The project might sound a little pie-in-the-sky, but many communities have turned to these made-up currencies in times of recession as a way of minimizing the impact of tightening credit standards and lost income. In operation since 1991, Ithaca HOURs, the oldest and largest local currency in the United States, is accepted by over 400 businesses and is used to pay for rent, groceries, car repairs and legal services. In Canada, there is also the Salt Spring Dollar, in Salt Spring Island, B.C. Britain has the Brixton Pound, among other local currencies that have popped up recently. Maybe the best known in the world, the Swiss Wir, was founded in 1934 in response to the 1929 stock market crash. It has grown to include over 62,000 people and turns over approximately $2 billion annually.

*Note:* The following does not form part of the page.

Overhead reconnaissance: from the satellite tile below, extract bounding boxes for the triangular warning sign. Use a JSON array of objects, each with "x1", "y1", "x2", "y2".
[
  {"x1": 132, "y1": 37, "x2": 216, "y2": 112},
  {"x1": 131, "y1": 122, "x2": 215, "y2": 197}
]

These currencies are not illegal. There are no laws in Canada governing the production or use of these payment instruments by individual organizations, says Julie Girard, a spokesperson with the Bank of Canada. They’re just not currency “in the legal sense of the word,” she adds, though companies do collect and pay taxes on the alternative currencies. So just as Canadian Tire money can be used to complement the loonie for purchases in Canadian Tire stores, alternative currencies aim to do the same in a town or region.
There are some big macroeconomic benefits to these made-up currencies. James Stodder, an economist at the Rensselaer Polytechnic Institute in Connecticut, says they can be a stabilizing force in times of crisis, acting as a buffer to volatile national currencies. For example, the volume of the Wir network expanded when bank credits were limited, and diminished when the “official” economy recovered, providing greater price flexibility. “Almost everyone would agree that doing business in one of these community currencies is less desirable,” says Stodder. “But when you can’t get any or enough of the primary currency, this can be a lot better than nothing. It can keep the business going, and the family fed.”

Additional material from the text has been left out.